Blog Post

Government can enforce transgender-in-military limits

January 22, 2019 | by Lyle Denniston

Giving the Trump Administration its second major victory in recent months for a highly controversial public policy, a deeply divided Supreme Court on Tuesday cleared the way for enforcement of a far-reaching restriction on military service by transgender people. 

While only temporary, the Court’s permission – given on two 5-to-4 votes -- can last for many months because the issue of the validity of the policy will not return to the Justices at least until the next term, which starts in October. The Court explicitly refused to speed up its review on the legality of the policy, doing so in three separate cases, thus leaving that question for the time being with federal courts of appeals.

In a series of orders, the Justices set aside temporarily two nationwide orders against enforcement which had been issued by lower federal courts. Three federal trial judges had forbidden enforcement, but one of those was temporarily set aside by a federal appeals court earlier this month.

The Justices acted seven months after handing a more sweeping victory to President Trump and his government in a decision last June upholding a broad ban on entry into the U.S. of travelers from a group of nations with Muslim-dominated populations.

That ban, like the restriction on transgender servicemembers, originated with the President himself. Each policy then got translated into specific outlines by government agencies.

The Trump policy that was cleared temporarily on Tuesday had begun with a presidential tweet, casting aside an Obama Administration policy that allowed transgender individuals to serve openly in the military, living their lives in the ranks in the gender with which they now identify, not the one assigned to them at birth.

While not a total ban on military life for transgender individuals, the Trump policy as it currently stands will only allow such service (with a narrow exception) if the person does not insist on serving in the gender role with which they identify.  In other words, they may enlist or continue to serve only in the gender identity assigned to them at birth – which, by definition, a transgender person no longer accepts.

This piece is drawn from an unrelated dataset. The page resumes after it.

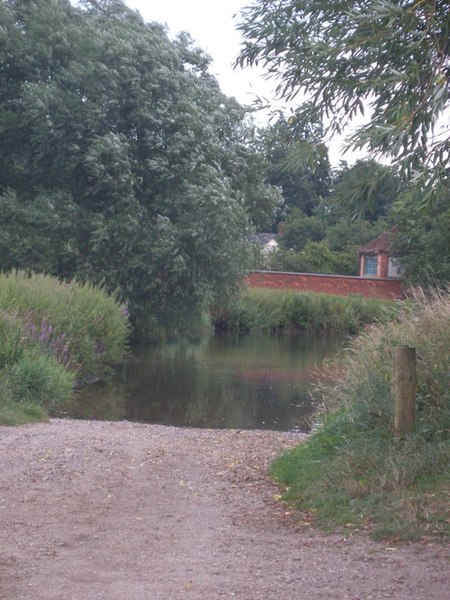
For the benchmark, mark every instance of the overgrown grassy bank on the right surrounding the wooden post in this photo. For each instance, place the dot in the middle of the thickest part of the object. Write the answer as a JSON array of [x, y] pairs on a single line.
[[354, 471]]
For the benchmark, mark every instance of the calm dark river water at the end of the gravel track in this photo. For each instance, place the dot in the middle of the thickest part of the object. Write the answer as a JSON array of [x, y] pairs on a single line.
[[226, 381]]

While the Pentagon and Administration lawyers have argued that the policy is only aimed at persons who are diagnosed with a medical condition (“gender dysphoria”), lawyers and advocacy groups challenging the policy have countered that is not based on that condition at all but on the mere fact that an individual is transgender.

In stopping enforcement of that policy while test cases continued in lower courts, federal trial judges ruled that the Pentagon had not justified switching away from the Obama version of open service and ruled that the policy would harm transgender individuals already serving in uniform, and would discriminate against transgender persons seeking to enlist.

Rather than waiting for federal appeals courts to rule in any way, the Trump Administration initially asked the Justices to grant review of the legality of the policy, bypassing the usual appeals route. Later, the Administration urged the Justices, if they were unwilling to grant speedier review, at least to allow enforcement of the policy in the meantime.  That is just what the Court did Tuesday.

The resulting orders allowing enforcement without any limits on the scope of the policy drew the support of Chief Justice John G. Roberts, Jr., and Justices Samuel A. Alito, Jr., Neil M. Gorsuch, Brett M. Kavanaugh and Clarence Thomas. 

Their votes were not shown in the orders, but it took the votes of five Justices to lift the trial judges’ orders against enforcement and four Justices did note publicly that they were dissenting.  Voting in dissent were Justices Stephen G. Breyer, Ruth Bader Ginsburg, Elena Kagan and Sonia Sotomayor. Thus, the split was between the Court’s more conservative Justices, forming the majority, and more liberal Justices, in dissent.

The two main orders said that enforcement could continue while review of the policy continues in the federal appeals courts. If the appeals courts’ rulings go against the government, if the government appeals, and if the Supreme Court then grants full review, the enforcement can continue in the meantime. If future government appeals were denied review, then enforcement would have to stop, according to the orders.

One factor that the Court always takes into account when deciding whether to set aside an order that has been issued by a lower court is whether the party that lost in the lower courts – the government, in the transgender cases – has a good chance of winning when the legality is finally decided. Thus, Tuesday’s orders were an encouraging sign for the Trump Administration.

Lyle Denniston has been writing about the Supreme Court since 1958.  His work has appeared here since mid-2011.